Kurzweil, who Bill Gates has reportedly called "the best person [he knows] at predicting the future of artificial intelligence," told the Observer in a recent interview that he is working with Google to create a computer system that will be able to intimately understand human beings.

"I have a one-sentence spec which is to help bring natural language understanding to Google," the 66-year-old tech whiz told the news outlet of his job. "My project is ultimately to base search on really understanding what the language means."

"When you write an article, you're not creating an interesting collection of words," he continued. "You have something to say and Google is devoted to intelligently organizing and processing the world's information. The message in your article is information, and the computers are not picking up on that. So we would want them to read everything on the web and every page of every book, then be able to engage in intelligent dialogue with the user to be able to answer their questions."
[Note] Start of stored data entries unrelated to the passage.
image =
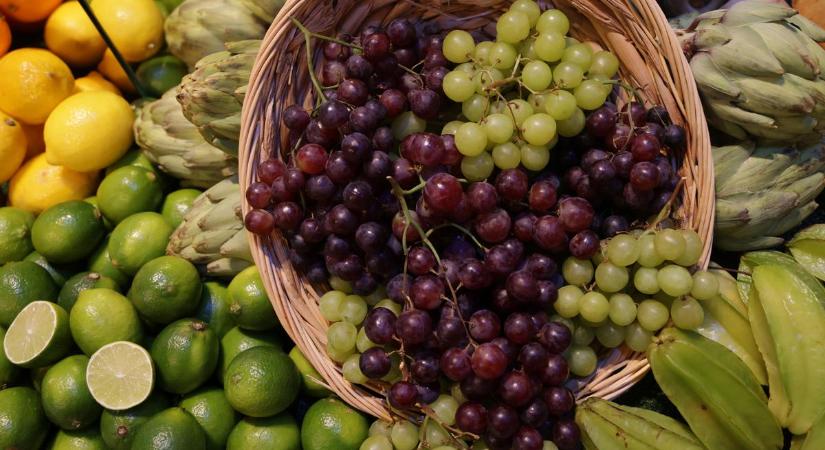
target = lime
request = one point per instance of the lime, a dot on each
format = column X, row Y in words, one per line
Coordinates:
column 20, row 284
column 67, row 232
column 118, row 428
column 250, row 304
column 214, row 308
column 330, row 423
column 186, row 354
column 170, row 429
column 120, row 375
column 38, row 336
column 272, row 433
column 177, row 204
column 15, row 234
column 249, row 381
column 166, row 289
column 214, row 414
column 238, row 340
column 81, row 282
column 66, row 399
column 102, row 316
column 22, row 422
column 311, row 378
column 138, row 239
column 127, row 191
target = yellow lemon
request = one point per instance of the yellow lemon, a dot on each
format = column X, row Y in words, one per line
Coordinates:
column 12, row 146
column 38, row 185
column 89, row 131
column 34, row 82
column 71, row 35
column 135, row 26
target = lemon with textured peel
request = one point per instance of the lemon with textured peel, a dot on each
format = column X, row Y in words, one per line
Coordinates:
column 120, row 375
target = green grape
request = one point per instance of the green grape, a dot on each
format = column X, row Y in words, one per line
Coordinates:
column 637, row 338
column 458, row 85
column 506, row 156
column 572, row 126
column 535, row 157
column 652, row 315
column 536, row 75
column 503, row 56
column 549, row 46
column 610, row 335
column 499, row 128
column 539, row 129
column 477, row 168
column 560, row 104
column 567, row 303
column 670, row 244
column 458, row 46
column 512, row 27
column 610, row 277
column 553, row 20
column 646, row 280
column 577, row 271
column 687, row 313
column 604, row 63
column 674, row 280
column 582, row 360
column 568, row 75
column 470, row 139
column 648, row 256
column 622, row 309
column 594, row 307
column 705, row 285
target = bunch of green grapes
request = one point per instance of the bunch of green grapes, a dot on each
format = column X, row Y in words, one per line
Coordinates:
column 521, row 92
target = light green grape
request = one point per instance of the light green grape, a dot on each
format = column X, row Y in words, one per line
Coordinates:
column 539, row 129
column 536, row 75
column 506, row 156
column 652, row 315
column 674, row 280
column 512, row 27
column 610, row 277
column 705, row 285
column 622, row 309
column 560, row 104
column 646, row 280
column 576, row 271
column 458, row 85
column 477, row 168
column 458, row 46
column 687, row 313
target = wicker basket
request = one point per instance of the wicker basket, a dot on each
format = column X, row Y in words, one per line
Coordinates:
column 635, row 30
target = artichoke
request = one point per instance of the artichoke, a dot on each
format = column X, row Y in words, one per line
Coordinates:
column 212, row 95
column 173, row 144
column 212, row 235
column 759, row 70
column 764, row 191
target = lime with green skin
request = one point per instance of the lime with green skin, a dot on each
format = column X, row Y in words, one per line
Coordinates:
column 186, row 355
column 15, row 234
column 65, row 397
column 22, row 421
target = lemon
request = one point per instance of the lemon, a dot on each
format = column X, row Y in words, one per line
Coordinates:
column 35, row 81
column 88, row 131
column 135, row 26
column 72, row 36
column 39, row 185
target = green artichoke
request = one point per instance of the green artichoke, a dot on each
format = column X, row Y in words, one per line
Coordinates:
column 174, row 145
column 764, row 191
column 212, row 95
column 759, row 70
column 212, row 235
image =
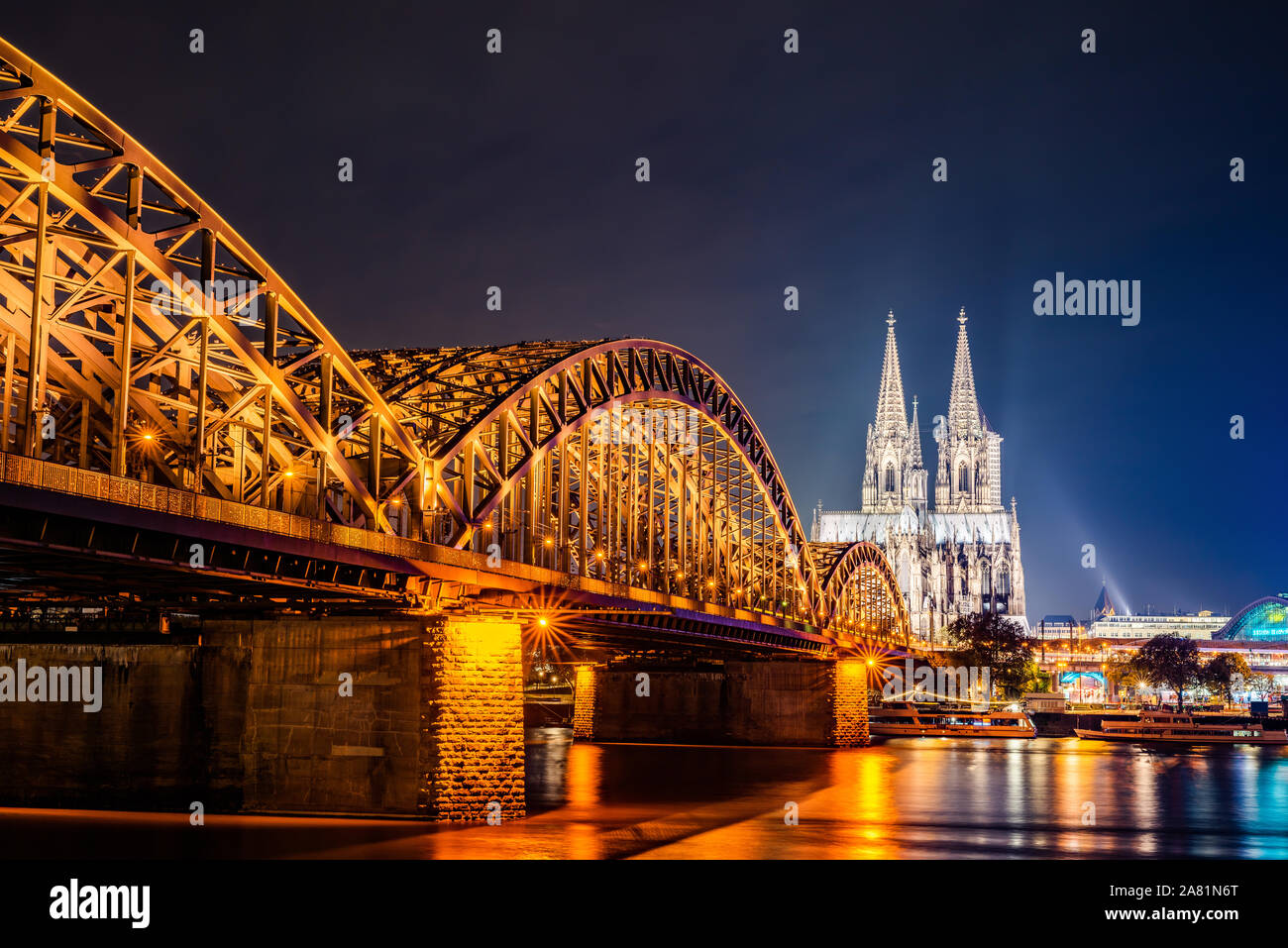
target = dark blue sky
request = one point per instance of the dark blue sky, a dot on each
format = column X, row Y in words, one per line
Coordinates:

In short, the Observer writes, Kurzweil believes that Google will soon "know the answer to your question before you have asked it. It will have read every email you've ever written, every document, every idle thought you've ever tapped into a search-engine box. It will know you better than your intimate partner does. Better, perhaps, than even yourself."

As creepy as this may sound to some, Kurzweil -- who has long contended that computers will outsmart us by 2029 -- believes that the improvement of artificial intelligence is merely the next step in our evolution.

"[Artificial intelligence] is not an intelligent invasion from Mars," he told the Montecito Journal in 2012, per a post on his website. "These are brain extenders that we have created to expand our own mental reach. They are part of our civilization. They are part of who we are. So over the next few decades our human-machine civilization will become increasingly dominated by its non-biological component."